When The Hunger Games opened in theatres this past March it was a sensation, earning over US$150 million in its first weekend and becoming the third highest-grossing opening weekend of all time. Dealers in hindsight told us we shouldn’t have been surprised – 17.5 million copies of the Suzanne Collins’ original young readers sci-fi novel had been sold in the U.S. by its publisher, and over 36 million copies of the trilogy of which The Hunger Games was a part. A sequel was imminent, needless to say, and for a few weeks, media outlets busied themselves with agonizing about what it all meant.

It was a question parents had already been asking with some justification, upon discovering that their children and their friends were avidly reading a book where teenagers kill each other as part of a grisly game orchestrated by a despotic government. The movie version only brought the subject out of the book clubs and online chat forums and into the mainstream, but so far it doesn’t look like anyone has gotten a satisfactory answer.

When I finally saw the film, I had to struggle to stifle an urge to dismiss it as either derivative or absurd, which is probably proof of my irrevocable crossing of the mass media Rubicon. It’s set in that classic future dystopia, where war and other unnamed catastrophes have created Panem, a single oppressive state where the people of twelve outlying districts work to support a corrupt and decadent capital city. Every year, the districts are obliged to send a boy and a girl between 12 and 18 to fight in the blood sport pageant that gives the film its name, where the winner achieves glory and their district gets their food rations upped till the next contest.

The film is directed by Gary Ross with the solemnly hyperbolic touch that migrated from b-movies to studio blockbusters many years ago. Katniss (Jennifer Lawrence) is the sole provider for her widowed mother and little sister in District 12, an Appalachian backwater filled by Ross with the sorts of faces you see in Dorothea Lange’s Great Depression dust bowl portraits. She’s sent to the Hunger Games with Peeta (Josh Hutcherson,) the baker’s son who nurtures a crush on her. They arrive in the Capitol, which has been painstakingly designed to look like Fascist Rome conceived by Karl Lagerfeld and Tim Burton. After a brief interlude of training and media attention, the games begin.

At first glance, there’s nothing original about The Hunger Games. Ed Morrissey, writing on the Hot Air blog, sums up the various influences: Shirley Jackson’s short story “The Lottery,” films like The Running Man and Rollerball, “perhaps a dash of The Handmaid’s Tale and a bit of The Truman Show, and almost every post-apocalyptic dystopian fantasy ever filmed or even contemplated.” A glance at the rest of the trilogy would add Logan’s Run, that high water mark of Me Decade sci-fi, and I could go on, but the fact is that the young audience for the film and the books have heard of few if any of these precedents, and couldn’t care less. Dismissing youth culture for its lack of originality might be comforting to adults, but it merely irritates young people still unsold on the comforts of feeling jaded.

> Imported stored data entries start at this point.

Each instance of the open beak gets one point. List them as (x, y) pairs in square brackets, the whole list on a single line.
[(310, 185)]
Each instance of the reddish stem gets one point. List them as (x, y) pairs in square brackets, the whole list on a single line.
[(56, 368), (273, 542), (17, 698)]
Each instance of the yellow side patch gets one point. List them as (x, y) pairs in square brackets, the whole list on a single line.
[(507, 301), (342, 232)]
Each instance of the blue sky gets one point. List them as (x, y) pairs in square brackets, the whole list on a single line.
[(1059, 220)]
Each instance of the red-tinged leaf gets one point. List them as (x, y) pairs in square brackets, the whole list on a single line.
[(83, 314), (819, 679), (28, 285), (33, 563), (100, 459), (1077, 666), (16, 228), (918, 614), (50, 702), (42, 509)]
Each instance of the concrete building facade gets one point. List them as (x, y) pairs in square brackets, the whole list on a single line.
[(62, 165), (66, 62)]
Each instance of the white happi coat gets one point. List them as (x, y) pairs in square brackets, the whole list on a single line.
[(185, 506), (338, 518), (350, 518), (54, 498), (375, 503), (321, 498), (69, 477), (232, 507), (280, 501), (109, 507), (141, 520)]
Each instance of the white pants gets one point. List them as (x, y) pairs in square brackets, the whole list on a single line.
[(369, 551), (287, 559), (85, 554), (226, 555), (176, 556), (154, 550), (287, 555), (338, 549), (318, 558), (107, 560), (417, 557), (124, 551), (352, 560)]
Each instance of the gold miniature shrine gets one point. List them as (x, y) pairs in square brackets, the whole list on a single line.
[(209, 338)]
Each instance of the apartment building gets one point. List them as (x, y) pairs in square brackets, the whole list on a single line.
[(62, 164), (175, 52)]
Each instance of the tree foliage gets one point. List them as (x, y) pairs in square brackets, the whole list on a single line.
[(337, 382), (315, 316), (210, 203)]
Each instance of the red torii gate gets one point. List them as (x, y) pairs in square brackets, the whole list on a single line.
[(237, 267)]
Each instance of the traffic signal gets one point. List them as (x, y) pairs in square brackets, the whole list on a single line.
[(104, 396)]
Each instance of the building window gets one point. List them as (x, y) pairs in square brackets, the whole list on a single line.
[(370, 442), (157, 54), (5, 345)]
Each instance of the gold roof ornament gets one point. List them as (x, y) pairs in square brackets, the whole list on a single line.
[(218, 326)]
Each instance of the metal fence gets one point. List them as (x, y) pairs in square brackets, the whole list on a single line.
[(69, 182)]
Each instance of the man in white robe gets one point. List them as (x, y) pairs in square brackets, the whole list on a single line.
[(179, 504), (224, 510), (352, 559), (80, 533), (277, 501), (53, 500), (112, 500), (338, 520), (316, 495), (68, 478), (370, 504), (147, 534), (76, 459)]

The one that we do know is that no one is sure what sort of film they’ve seen. Conservatives and libertarians have celebrated it for illustrating the dangers of state control and isolated elites, while liberals, including Hunger Games stars Josh Hutcherson and Donald Sutherland, have insisted that it’s a story of the 99 per cent against the 1 per cent. Most parents seem – justifiably – worried about the spectacle of “kids killing kids,” though considering how much more visceral the violence glimpsed elsewhere in movies and videogames has become, the concern seems curiously late and selective.

If you ignore context and politics, the appeal of the film for young people is obvious the moment the games begin, as they play out like an only slightly exaggerated version of high school. There’s the bloody melee on the first day, where everyone jockeys for social position and a serious misstep will doom your prospects; there’s the murderous clique of jock A-types prowling around for victims, and the misfits trying to avoid being noticed until the final bell rings. It all seems obvious, if only to me.

Finally, it’s hard not to hope that the story’s cynicism about the media and entertainment spectacle is resonating with young people raised amidst the din of a relentlessly packaged pop culture that’s re-made politics in its image. During one of the film’s reflective moments, the two protagonists share their fears over the game they’re being forced to play, and Peeta tells Katniss that “I don’t want to be another piece in their game.”

For not the first time, adults concerned about the Hunger Games phenomenon might be distracting themselves with issues like violence and class and generational conflict, and missing the story’s real appeal for young people, as a crude but grand metaphor for the anxiety of inexperience on the threshold of the apparently brutal trials of adult life. To young people, the privileges of adulthood seem to come at too high a cost, while to adults the idealism of the young is overrated, its energy dissipated through lack of focus. We are, as ever, judging each other through a distorting prism, our fears exaggerated by the monstrous distortion it presents to us.